I have two list that contains the path of files
lst_A =['/home/data_A/test_AA_123.jpg',
'/home/data_A/test_AB_234.jpg',
'/home/data_A/test_BB_321.jpg',
'/home/data_A/test_BC_112.jpg',
]
lst_B =['/home/data_B/test_AA_222.jpg',
'/home/data_B/test_CC_444.jpg',
'/home/data_B/test_AB_555.jpg',
'/home/data_B/test_BC_777.jpg',
]
Based on the lst_A, I want to sort the list B so that the first and second name of basename of two path in A and B should be same. In this case is test_xx. So, the expected short list B is
lst_B =['/home/data_B/test_AA_222.jpg',
'/home/data_B/test_AB_555.jpg',
'/home/data_B/test_CC_444.jpg',
'/home/data_B/test_BC_777.jpg',
]
In additions, I want to indicate which position of two lists have first and second name are same in the basename (such as test_xx), so the array indicator should be
array_same =[1,1,0,1]
How should I do it in python? I have tried the .sort() function but it returns unexpected result. Thanks
Update: This is my solution
import os
lst_A =['/home/data_A/test_AA_123.jpg',
'/home/data_A/test_AB_234.jpg',
'/home/data_A/test_BB_321.jpg',
'/home/data_A/test_BC_112.jpg',
]
lst_B =['/home/data_B/test_AA_222.jpg',
'/home/data_B/test_CC_444.jpg',
'/home/data_B/test_AB_555.jpg',
'/home/data_B/test_BC_777.jpg']
lst_B_sort=[]
same_array=[]
for ind_a, a_name in enumerate(lst_A):
for ind_b, b_name in enumerate(lst_B):
print (os.path.basename(b_name).split('_')[1])
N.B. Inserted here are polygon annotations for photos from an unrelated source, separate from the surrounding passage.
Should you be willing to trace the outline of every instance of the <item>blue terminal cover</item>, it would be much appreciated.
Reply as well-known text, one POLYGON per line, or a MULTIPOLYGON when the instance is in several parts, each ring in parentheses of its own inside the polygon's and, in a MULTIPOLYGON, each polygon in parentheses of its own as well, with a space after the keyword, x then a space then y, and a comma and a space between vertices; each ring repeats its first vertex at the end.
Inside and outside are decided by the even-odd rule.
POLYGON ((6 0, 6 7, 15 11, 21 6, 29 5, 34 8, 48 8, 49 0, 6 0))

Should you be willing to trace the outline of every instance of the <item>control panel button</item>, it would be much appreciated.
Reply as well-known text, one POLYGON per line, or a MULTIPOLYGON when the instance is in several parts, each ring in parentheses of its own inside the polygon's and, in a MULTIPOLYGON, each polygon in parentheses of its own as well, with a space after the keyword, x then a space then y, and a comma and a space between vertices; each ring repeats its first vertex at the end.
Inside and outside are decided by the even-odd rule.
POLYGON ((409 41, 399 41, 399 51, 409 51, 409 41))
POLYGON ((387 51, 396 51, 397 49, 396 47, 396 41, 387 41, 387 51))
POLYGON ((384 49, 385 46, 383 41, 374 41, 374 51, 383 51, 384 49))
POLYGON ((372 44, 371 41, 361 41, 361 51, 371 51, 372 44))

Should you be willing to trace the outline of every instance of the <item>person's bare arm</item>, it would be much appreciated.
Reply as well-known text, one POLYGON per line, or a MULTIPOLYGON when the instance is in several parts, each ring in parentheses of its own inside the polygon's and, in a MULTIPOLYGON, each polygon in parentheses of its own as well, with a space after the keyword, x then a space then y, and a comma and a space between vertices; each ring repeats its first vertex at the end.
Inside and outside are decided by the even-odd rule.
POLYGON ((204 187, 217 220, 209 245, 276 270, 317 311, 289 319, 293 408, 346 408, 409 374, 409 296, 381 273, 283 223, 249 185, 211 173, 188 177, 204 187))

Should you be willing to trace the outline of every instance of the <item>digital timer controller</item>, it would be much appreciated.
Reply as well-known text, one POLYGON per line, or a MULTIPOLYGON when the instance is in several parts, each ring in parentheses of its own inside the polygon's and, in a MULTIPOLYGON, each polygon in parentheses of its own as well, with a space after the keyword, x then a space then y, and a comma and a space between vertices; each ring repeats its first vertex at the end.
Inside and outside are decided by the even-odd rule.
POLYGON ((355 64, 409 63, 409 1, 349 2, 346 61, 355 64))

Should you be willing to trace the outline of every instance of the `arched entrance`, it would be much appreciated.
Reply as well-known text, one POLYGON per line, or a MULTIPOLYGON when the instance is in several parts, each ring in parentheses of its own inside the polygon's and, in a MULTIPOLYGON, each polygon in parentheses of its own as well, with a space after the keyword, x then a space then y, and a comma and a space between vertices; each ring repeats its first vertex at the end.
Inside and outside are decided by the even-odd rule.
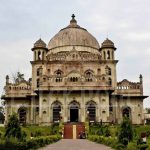
POLYGON ((96 103, 94 101, 89 101, 86 104, 87 108, 87 115, 89 121, 95 122, 96 121, 96 103))
POLYGON ((79 103, 76 101, 72 101, 69 104, 70 108, 70 122, 78 122, 79 121, 79 103))
POLYGON ((20 124, 26 124, 26 115, 27 115, 26 108, 25 107, 19 108, 18 113, 19 113, 20 124))
POLYGON ((59 101, 55 101, 52 104, 52 113, 53 113, 53 122, 59 122, 60 120, 60 112, 61 112, 61 103, 59 101))
POLYGON ((131 108, 130 107, 124 107, 122 109, 122 116, 131 118, 131 108))

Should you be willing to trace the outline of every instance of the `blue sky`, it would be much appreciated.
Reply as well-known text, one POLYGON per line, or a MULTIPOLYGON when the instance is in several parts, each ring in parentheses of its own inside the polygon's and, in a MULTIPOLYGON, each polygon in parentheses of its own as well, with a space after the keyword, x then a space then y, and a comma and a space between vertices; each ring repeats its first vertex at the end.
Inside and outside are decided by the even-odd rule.
MULTIPOLYGON (((118 48, 118 81, 138 82, 144 76, 144 94, 150 94, 149 0, 0 0, 0 93, 6 74, 31 76, 33 43, 48 43, 72 13, 78 24, 99 43, 108 36, 118 48)), ((150 107, 150 98, 144 101, 150 107)))

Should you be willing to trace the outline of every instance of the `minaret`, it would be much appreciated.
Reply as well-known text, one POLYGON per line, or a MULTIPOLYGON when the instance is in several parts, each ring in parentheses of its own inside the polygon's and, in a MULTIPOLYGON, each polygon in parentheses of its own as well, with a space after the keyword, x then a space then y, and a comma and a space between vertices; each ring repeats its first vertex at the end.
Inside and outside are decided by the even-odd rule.
POLYGON ((140 74, 139 76, 139 79, 140 79, 140 91, 141 91, 141 94, 143 95, 143 76, 140 74))
POLYGON ((46 52, 48 49, 46 43, 41 38, 34 43, 32 51, 34 52, 34 61, 46 60, 46 52))
POLYGON ((9 84, 9 76, 6 76, 6 85, 9 84))
POLYGON ((114 43, 106 38, 106 40, 102 43, 100 51, 102 54, 102 60, 114 60, 114 51, 116 50, 116 47, 114 46, 114 43))

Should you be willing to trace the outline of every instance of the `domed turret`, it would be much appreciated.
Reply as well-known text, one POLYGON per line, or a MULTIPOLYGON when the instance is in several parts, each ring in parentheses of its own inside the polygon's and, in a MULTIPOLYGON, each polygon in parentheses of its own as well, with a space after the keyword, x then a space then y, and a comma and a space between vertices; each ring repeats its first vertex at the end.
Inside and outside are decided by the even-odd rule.
POLYGON ((34 43, 34 48, 46 48, 46 43, 40 38, 34 43))
POLYGON ((114 48, 116 50, 114 43, 108 38, 102 43, 101 49, 102 48, 114 48))
POLYGON ((48 49, 53 53, 60 51, 70 51, 72 46, 76 46, 79 51, 99 52, 99 43, 86 29, 80 27, 72 15, 70 24, 61 29, 49 42, 48 49), (60 50, 61 47, 61 50, 60 50))
POLYGON ((47 52, 46 43, 40 38, 34 43, 32 51, 34 51, 34 61, 45 60, 47 52))
POLYGON ((116 50, 116 47, 111 40, 106 38, 102 43, 100 50, 103 60, 114 60, 114 50, 116 50))

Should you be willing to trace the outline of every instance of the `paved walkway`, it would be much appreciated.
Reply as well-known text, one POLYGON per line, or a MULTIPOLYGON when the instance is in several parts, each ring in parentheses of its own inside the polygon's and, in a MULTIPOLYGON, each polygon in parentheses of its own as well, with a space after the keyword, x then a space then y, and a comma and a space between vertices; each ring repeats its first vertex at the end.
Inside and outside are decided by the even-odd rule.
POLYGON ((90 142, 88 140, 62 139, 54 144, 50 144, 44 148, 40 148, 39 150, 112 150, 112 149, 105 145, 90 142))

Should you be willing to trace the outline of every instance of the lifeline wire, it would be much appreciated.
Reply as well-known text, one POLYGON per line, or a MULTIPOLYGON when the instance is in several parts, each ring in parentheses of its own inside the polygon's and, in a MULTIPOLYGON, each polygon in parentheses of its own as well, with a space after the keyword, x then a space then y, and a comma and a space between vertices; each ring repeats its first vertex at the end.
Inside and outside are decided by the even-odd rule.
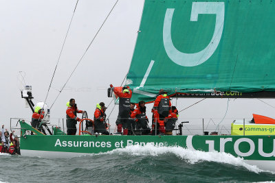
POLYGON ((51 109, 52 108, 52 106, 54 106, 54 103, 56 102, 56 99, 58 98, 60 94, 61 93, 62 90, 63 90, 64 87, 66 86, 67 83, 69 82, 69 79, 71 78, 72 75, 73 75, 73 73, 74 73, 74 71, 76 71, 76 68, 78 67, 78 66, 79 65, 79 64, 80 63, 81 60, 82 60, 82 58, 84 58, 85 55, 86 54, 87 51, 88 51, 89 48, 90 47, 91 43, 93 43, 94 40, 95 40, 96 36, 98 34, 99 32, 100 31, 101 28, 103 27, 103 25, 104 24, 104 23, 106 22, 106 21, 107 20, 107 19, 109 18, 109 16, 111 14, 111 12, 113 11, 113 8, 115 8, 116 5, 118 3, 118 0, 116 1, 116 3, 113 5, 112 9, 111 10, 111 11, 109 12, 107 16, 106 17, 105 20, 104 21, 103 23, 101 25, 100 27, 99 28, 99 29, 98 30, 98 32, 96 32, 96 35, 94 36, 94 38, 92 39, 92 40, 91 41, 90 44, 89 45, 88 47, 87 48, 86 51, 84 52, 83 55, 81 56, 80 59, 78 61, 78 63, 76 64, 76 66, 75 66, 75 68, 74 69, 73 71, 72 72, 71 75, 69 75, 68 80, 67 80, 67 82, 65 82, 65 84, 64 84, 64 86, 62 87, 61 90, 59 91, 58 95, 57 95, 56 98, 54 99, 54 103, 52 103, 52 106, 50 108, 50 109, 51 109))
MULTIPOLYGON (((127 75, 128 75, 128 73, 126 74, 126 75, 125 75, 125 77, 124 77, 124 79, 123 81, 122 81, 122 83, 120 84, 120 86, 122 86, 123 82, 124 82, 126 77, 127 77, 127 75)), ((113 99, 111 101, 110 103, 109 103, 107 108, 109 108, 109 106, 111 105, 111 103, 112 103, 113 101, 113 99)))
MULTIPOLYGON (((124 83, 124 82, 126 77, 127 77, 127 75, 128 75, 128 73, 126 74, 126 75, 125 75, 125 77, 124 77, 124 79, 123 80, 121 84, 120 84, 120 86, 122 86, 122 84, 123 84, 123 83, 124 83)), ((113 101, 113 99, 111 100, 111 101, 110 102, 110 103, 109 103, 107 108, 109 107, 109 106, 110 106, 111 103, 113 101)), ((115 107, 116 107, 116 101, 115 101, 115 103, 114 103, 114 105, 113 105, 113 108, 112 108, 112 110, 111 110, 110 114, 109 114, 109 116, 108 116, 107 120, 108 120, 109 118, 110 117, 110 116, 111 116, 111 113, 113 112, 113 109, 115 108, 115 107)))
POLYGON ((219 124, 220 124, 221 122, 223 122, 224 118, 225 118, 226 116, 226 114, 228 114, 228 106, 229 106, 228 104, 229 104, 229 98, 228 98, 228 106, 226 107, 226 114, 224 114, 224 116, 223 116, 223 119, 221 120, 221 121, 219 121, 219 123, 218 125, 217 125, 216 129, 215 129, 215 132, 217 131, 217 129, 218 127, 219 126, 219 124))
MULTIPOLYGON (((76 9, 78 3, 78 0, 76 1, 76 6, 74 7, 74 10, 73 15, 72 16, 71 21, 69 22, 69 27, 68 27, 68 29, 67 29, 66 36, 65 36, 65 39, 64 39, 64 41, 63 41, 63 44, 62 47, 61 47, 61 50, 60 50, 60 53, 59 53, 58 58, 58 60, 57 60, 56 68, 54 69, 54 74, 52 75, 52 80, 51 80, 51 82, 50 83, 49 88, 47 89, 46 98, 45 99, 45 101, 44 101, 44 103, 43 103, 43 108, 42 108, 43 109, 44 109, 45 103, 46 102, 47 96, 48 96, 48 95, 49 95, 50 88, 51 88, 52 83, 52 80, 54 80, 54 75, 55 75, 56 71, 56 68, 57 68, 57 66, 58 65, 59 60, 60 60, 60 58, 62 52, 63 52, 63 51, 64 45, 65 45, 65 43, 66 40, 67 40, 67 36, 68 36, 68 33, 69 33, 69 28, 71 27, 72 21, 73 21, 73 18, 74 18, 74 13, 75 13, 75 12, 76 12, 76 9)), ((40 117, 41 117, 41 114, 42 114, 42 112, 40 114, 39 119, 40 119, 40 117)))
POLYGON ((273 106, 270 105, 270 103, 266 103, 265 101, 262 101, 262 100, 261 100, 261 99, 258 99, 258 98, 257 98, 257 99, 258 99, 258 100, 259 100, 259 101, 261 101, 261 102, 263 102, 263 103, 265 103, 265 104, 267 104, 267 105, 270 106, 270 107, 275 108, 275 107, 274 107, 274 106, 273 106))
POLYGON ((204 99, 201 99, 201 100, 200 100, 200 101, 197 101, 196 103, 192 104, 191 106, 188 106, 187 108, 184 108, 183 110, 182 110, 181 111, 179 111, 178 113, 181 112, 182 111, 183 111, 183 110, 186 110, 186 109, 189 108, 190 107, 192 107, 192 106, 194 106, 194 105, 198 103, 199 102, 201 102, 201 101, 202 101, 203 100, 205 100, 205 99, 206 99, 206 98, 204 98, 204 99))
if os.path.basename(b_name).split('_')[1] in os.path.basename(a_name):
lst_B_sort.append(b_name)
same_array.append(1)
print(lst_B_sort)
print(same_array)
Output: ['/home/data_B/test_AA_222.jpg', '/home/data_B/test_AB_555.jpg', '/home/data_B/test_BC_777.jpg']
[1, 1, 1]
Because I did not add the element that has not same name
Upvotes: 1
Views: 608
Answers (2)
Reputation: 44465
We will discuss the issue with a SIMPLE technique followed by an APPLIED solution.
SIMPLE
We just focus on sorting the names given a key.
Given
Simple names and a key list:
lst_a = "AA AB BB BC EE".split()
lst_b = "AA DD CC AB BC".split()
key_list = [1, 1, 0, 1, 0]
Code
same = sorted(set(lst_a) & set(lst_b))
diff = sorted(set(lst_b) - set(same))
isame, idiff = iter(same), iter(diff)
[next(isame) if x else next(idiff) for x in key_list]
# ['AA', 'AB', 'CC', 'BC', 'DD']
lst_b gets sorted according to elements shared with lst_a first. Remnants are inserted as desired.
Details
This problem is mainly reduced to sorting the intersection of names from both lists. The intersection is a set of common elements called same. The remnants are in a set called diff. We sort same and diff and here's what they look like:
same
# ['AA', 'AB', 'BC']
diff
# ['CC', 'DD']
Now we just want to pull a value from either list, in order, according to the key. We start by iterating the key_list. If 1, pull from the isame iterator. Otherwise, pull from idiff.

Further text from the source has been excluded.